Sedangkan perusahaan hanya bertindak sebagai pengelola. Mendermakan sebagian harta
dengan tujuan untuk membantu seseorang dalam menghadapi kesusahan sangat dianjurkan
dalam agama Islam. Syaikh Husain Hamid Hisan menggambarkan akad tabarru’ sebagai
cara yang disyariatkan Islam untuk mewujudkan ta’awun dan tadhamun. Dalam akad
tabarru’, orang yang menolong dan berderma ( mutabarri’ ) tidak berniat mencari
keuntungan dan tidak menuntut pengganti sebagai imbalan dari apa yang telah ia berikan.
Karena itu, akad tabarru’ ini dibolehkan. Hukumnya dibolehkan karena jika barang/sesuatu
yang ditabarru’ -kan hilang atau rusak di tangan orang yang diberi derma tersebut (dengan
sebab gharar atau jahal ah atau sebab lainnya), maka tidak akan merugikan dirinya.

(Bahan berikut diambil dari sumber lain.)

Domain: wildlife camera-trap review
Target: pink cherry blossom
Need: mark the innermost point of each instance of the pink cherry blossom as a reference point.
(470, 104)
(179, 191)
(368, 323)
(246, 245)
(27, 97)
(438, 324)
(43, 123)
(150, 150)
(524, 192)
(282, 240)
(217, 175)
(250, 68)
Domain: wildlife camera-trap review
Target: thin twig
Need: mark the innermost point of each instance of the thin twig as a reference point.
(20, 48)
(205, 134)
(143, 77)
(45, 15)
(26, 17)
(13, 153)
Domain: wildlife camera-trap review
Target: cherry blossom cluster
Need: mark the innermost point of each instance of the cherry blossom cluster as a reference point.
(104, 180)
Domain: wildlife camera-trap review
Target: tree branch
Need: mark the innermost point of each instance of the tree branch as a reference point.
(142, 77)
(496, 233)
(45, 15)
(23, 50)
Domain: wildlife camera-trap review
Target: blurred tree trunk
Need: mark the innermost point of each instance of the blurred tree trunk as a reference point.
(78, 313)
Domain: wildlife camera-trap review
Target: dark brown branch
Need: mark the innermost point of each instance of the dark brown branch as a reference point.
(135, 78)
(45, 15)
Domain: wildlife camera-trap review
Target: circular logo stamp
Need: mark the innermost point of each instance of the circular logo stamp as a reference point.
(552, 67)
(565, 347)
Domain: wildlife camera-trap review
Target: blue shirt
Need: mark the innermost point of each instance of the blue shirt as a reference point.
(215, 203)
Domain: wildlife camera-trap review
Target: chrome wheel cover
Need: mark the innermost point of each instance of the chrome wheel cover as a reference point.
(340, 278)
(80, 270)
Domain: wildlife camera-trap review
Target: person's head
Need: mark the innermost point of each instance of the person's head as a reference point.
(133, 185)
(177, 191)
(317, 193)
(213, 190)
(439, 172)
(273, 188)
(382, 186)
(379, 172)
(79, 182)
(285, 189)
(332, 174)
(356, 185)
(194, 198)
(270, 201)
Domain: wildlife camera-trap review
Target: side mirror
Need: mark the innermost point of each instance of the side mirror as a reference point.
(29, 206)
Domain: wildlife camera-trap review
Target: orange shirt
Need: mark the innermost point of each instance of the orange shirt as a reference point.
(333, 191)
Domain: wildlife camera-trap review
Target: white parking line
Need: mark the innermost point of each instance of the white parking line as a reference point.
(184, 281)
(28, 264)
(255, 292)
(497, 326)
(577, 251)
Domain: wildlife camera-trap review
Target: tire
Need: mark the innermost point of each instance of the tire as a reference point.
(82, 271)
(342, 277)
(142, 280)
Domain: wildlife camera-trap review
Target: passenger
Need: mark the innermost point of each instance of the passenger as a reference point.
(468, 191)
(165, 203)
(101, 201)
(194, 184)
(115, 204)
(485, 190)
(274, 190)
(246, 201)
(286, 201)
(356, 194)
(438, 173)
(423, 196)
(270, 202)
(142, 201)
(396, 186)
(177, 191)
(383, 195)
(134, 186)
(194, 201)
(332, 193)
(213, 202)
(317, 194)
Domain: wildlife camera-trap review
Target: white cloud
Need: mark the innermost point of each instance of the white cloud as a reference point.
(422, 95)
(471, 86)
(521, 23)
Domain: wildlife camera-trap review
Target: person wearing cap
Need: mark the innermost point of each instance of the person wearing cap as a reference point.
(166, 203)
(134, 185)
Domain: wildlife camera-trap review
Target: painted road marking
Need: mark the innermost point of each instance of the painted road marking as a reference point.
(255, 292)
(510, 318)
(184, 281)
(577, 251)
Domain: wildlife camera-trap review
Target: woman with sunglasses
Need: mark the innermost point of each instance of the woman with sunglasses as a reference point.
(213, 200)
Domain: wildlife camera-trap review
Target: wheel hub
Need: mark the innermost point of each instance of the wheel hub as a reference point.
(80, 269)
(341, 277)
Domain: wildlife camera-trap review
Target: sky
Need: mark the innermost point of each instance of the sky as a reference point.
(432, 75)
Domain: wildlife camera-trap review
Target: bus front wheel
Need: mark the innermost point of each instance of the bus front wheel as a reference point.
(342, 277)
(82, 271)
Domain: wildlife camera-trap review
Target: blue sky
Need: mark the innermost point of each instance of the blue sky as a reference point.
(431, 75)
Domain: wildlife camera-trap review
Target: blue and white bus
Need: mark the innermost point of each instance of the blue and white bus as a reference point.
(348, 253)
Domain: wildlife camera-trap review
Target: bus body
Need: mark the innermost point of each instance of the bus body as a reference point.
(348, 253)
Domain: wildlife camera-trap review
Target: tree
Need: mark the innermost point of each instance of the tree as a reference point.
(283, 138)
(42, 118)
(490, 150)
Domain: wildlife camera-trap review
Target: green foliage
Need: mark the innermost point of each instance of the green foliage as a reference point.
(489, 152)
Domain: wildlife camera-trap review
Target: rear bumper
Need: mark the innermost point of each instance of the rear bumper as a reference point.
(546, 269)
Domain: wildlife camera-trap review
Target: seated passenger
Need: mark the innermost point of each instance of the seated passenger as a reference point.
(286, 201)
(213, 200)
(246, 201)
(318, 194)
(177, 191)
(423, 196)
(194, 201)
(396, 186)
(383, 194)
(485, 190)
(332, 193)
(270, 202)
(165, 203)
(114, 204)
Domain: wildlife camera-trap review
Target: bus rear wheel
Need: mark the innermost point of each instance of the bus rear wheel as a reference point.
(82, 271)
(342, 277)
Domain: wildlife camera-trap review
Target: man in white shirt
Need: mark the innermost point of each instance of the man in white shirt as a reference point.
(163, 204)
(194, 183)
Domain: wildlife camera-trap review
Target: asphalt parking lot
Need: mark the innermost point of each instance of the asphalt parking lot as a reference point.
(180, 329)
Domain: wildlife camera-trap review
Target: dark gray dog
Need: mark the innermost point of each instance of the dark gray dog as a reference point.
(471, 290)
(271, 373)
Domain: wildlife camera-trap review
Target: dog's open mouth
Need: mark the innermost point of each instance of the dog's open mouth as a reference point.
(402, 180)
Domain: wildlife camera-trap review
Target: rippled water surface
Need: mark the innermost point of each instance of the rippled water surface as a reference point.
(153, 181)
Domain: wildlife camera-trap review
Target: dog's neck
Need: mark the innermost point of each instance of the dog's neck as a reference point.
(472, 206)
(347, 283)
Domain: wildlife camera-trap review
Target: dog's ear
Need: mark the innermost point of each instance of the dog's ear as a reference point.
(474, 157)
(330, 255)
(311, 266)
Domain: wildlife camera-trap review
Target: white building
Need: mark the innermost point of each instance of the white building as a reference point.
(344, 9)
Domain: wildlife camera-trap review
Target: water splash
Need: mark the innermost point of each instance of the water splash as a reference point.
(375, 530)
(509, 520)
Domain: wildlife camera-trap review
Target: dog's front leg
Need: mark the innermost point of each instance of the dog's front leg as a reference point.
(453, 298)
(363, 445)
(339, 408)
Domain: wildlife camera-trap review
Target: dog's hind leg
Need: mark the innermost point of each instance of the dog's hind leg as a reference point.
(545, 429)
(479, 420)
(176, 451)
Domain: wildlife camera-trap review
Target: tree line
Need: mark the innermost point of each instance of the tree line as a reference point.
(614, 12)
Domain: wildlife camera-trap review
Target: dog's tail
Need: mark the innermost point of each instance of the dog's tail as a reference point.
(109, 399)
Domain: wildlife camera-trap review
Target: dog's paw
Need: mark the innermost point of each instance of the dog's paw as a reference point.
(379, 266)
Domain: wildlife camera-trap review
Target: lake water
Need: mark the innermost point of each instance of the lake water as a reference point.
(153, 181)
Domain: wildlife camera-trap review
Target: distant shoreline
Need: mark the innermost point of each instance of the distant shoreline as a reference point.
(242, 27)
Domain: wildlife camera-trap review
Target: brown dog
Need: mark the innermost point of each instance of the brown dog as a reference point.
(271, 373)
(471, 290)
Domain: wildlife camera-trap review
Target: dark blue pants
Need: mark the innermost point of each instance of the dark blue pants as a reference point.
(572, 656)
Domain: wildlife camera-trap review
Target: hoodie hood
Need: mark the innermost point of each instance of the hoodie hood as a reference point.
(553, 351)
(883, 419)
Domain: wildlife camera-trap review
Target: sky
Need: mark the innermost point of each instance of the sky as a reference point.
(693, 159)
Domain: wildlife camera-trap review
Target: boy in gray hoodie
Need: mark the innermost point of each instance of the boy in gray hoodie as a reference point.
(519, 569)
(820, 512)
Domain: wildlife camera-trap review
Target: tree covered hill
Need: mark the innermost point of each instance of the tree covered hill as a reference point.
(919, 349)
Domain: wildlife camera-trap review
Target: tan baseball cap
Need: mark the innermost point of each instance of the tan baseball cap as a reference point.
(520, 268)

Karena, orang yang menerima pemberian atau derma tersebut tidak memberikan pengganti
sebagai imbalan derma yang diterimanya. Dana tabarru’ boleh digunakan untuk membantu
siapa saja yang mendapat musibah. Tetapi dalam bisnis takaful karena melalui akad
khusus, maka kemanfaatannya hanya terbatas pada peserta takaful saja. Dengan kata lain,
kumpulan dana tabarru’ hanya dapat digunakan untuk kepentingan para peserta takaful
saja yang mendapat musibah. Sekiranya dana tabarru’ tersebut digunakan untuk
kepentingan lain, ini berarti melanggar akad.
Wahbah az-Zuhaili kemudian mengatakan bahwa tidak diragukan lagi asuransi
ta’awuni dibolehkan dalam syariat Islam, karena hal itu termasuk akad tabarru’ dan
sebagai bentuk tolong-menolong dalam kebaikan. Pasalnya, setiap peserta membayar
kepesertaannya (premi) secara sukarela untuk meringankan dampak risiko dan
memulihkan kerugian yang dialami salah seorang peserta asuransi
10
BAB III
PENUTUPAN
Kesimpulan
Asuransi syari’ah (takaful) menurut Dewan Syari’ah Nasional Majelis Ulama
Indonesia dalam fatwanya tentang pedoman umum asuransi syari’ah adalah usaha saling
melindungi dan tolong menolong diantara sejumlah orang atau pihak melalui investasi
dalam bentuk aset dan atau tabarru’ yang memberikan pola pengembalian untuk
menghadapi risiko tertentu melalui akad (perikatan) yang sesuai dengan syari’ah. Asuransi
syari’ah merupakan salah satu lembaga keuangan syari’ah yang prinsip operasionalnya
didasarkan pada syariat Islam yang merujuk pada Al – Qur’an dan As – Sunnah. Asuransi
syari’ah juga merupakan kegiatan yang bergerak dalam usaha pertanggungan untuk saling
tolong menolong dan saling melindungi antara para nasabah dan pihak – pihak yang
bersangkutan dalam menghadapi risiko dengan dana tabarru’ melalui perjanjian yang
sesuai dengan syari’at Islam. Sebelum berasuransi atau melakukan transaksi pada asuransi
syari’ah, kita harus memperhatikan rukun dan syarat yang harus dipenuhi agar kita lebih
memahami mengapa kita melakukan hal tersebut. Setelah memenuhi rukun dan syarat
asuransi syari’ah, kita juga harus memperhatikan bentuk – bentuk asuransi apa yang akan
diambil sesuai dengan kebutuhan. Jika semua sudah terkoordinir dengan baik, maka
praktik asuransi pun akan berjalan dengan mudah dan lancar.